Fig. 4. ADMSC-exosomes reduced the number of pulmonary macrophages and the release of IL-27 in sepsis mice.

A ADMSC-exosomes were isolated, purified and labeled with Dil dye; flow chart of injection in CLP sepsis mice. B The co-localization of exosomes (Dil pre-labeled red) and macrophages (F4/80, green) in lung tissue was detected using immunofluorescence staining, scale bar = 25 μm. C The number of macrophages CD68⁺ F4/80 ⁺ in single-cell suspension of whole lung tissue was detected using flow cytometry. D The content of IL-27 in serum of CLP mice treated with ADMSC-exosomes was detected using ELISA. E The mRNA expressions of P28 and EB13 in lung tissue of CLP mice treated with ADMSC-exosomes were detected using RT-qPCR. F The protein levels of P28 and EB13 in lung tissue of CLP mice treated with ADMSC-exosomes were detected using Western blot. G The content of IL-27 in macrophages after the treatment of ADMSC-exosomes or not detected using immunofluorescence. Blue fluorescence indicated DAPI, green fluorescence indicated F4/80, and red fluorescence indicated IL-27. N = 8. Measurement data are depicted as mean ± SD. One-way ANOVA was employed for the comparisons among multiple groups, followed by Tukey’s multiple comparisons test. *p < 0.05 vs. Sham group; #p < 0.05 vs. CLP group.

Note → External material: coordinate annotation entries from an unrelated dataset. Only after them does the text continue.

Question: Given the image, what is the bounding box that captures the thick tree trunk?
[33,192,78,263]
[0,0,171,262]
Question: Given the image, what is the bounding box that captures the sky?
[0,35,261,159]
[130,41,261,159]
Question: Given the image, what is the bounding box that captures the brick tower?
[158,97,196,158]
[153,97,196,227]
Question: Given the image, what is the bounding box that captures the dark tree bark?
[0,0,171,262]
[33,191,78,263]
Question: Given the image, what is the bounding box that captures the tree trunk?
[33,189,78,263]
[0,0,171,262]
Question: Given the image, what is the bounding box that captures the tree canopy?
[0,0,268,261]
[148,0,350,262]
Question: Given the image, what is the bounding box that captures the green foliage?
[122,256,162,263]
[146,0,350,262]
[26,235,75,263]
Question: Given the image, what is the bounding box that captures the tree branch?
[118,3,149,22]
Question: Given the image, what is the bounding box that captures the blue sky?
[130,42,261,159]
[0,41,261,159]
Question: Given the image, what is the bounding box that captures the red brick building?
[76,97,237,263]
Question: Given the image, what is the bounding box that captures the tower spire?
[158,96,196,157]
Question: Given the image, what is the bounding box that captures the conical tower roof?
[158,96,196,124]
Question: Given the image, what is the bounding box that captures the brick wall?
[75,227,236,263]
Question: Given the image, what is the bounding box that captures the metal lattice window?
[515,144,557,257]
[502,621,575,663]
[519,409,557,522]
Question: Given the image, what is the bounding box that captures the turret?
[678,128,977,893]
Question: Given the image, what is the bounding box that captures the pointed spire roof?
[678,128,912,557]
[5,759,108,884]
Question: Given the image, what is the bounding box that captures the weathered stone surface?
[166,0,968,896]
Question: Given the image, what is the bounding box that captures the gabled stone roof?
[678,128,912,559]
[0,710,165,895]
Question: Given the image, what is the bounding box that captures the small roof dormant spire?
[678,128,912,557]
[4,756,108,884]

Fig. 5. ADMSC-exosomes alleviated sepsis-induced lung injury by mediating the secretion of IL-17.

A The survival rate of mice within 7 days (sham group: N = 10; other groups: N = 15). B The mRNA expressions of IL-6, TNF-α, and IL-1β in mouse lung tissue were detected using RT-qPCR 24 h after CLP induction, N = 8. C The protein contents of IL-6, TNF-α and IL-1β in mouse lung tissues were detected using ELISA. D The wet/dry ratio was used to calculate the formation of pulmonary edema, N = 8. E 24 h after CLP, Evans blue dye was injected to measure pulmonary vascular leakage, N = 8. F The morphological changes of lung were measured (scale bar = 25 μm) and the tissue injury was quantitatively analyzed (N = 8) using HE staining. Measurement data are depicted as mean ± SD. One-way ANOVA was employed for the comparisons among multiple groups, followed by Tukey’s multiple comparisons test. *p < 0.05 vs. CLP + PBS group; #p < 0.05 vs. CLP + Exo group. Kaplan-Meier method was used to calculate the survival rate. Log-rank test was used for univariate analysis.

Fig. 6. Mechanism diagram.

ADMSC-exosomes inhibited IL-27 secretion in macrophages, thereby delaying sepsis-induced lung injury in mice.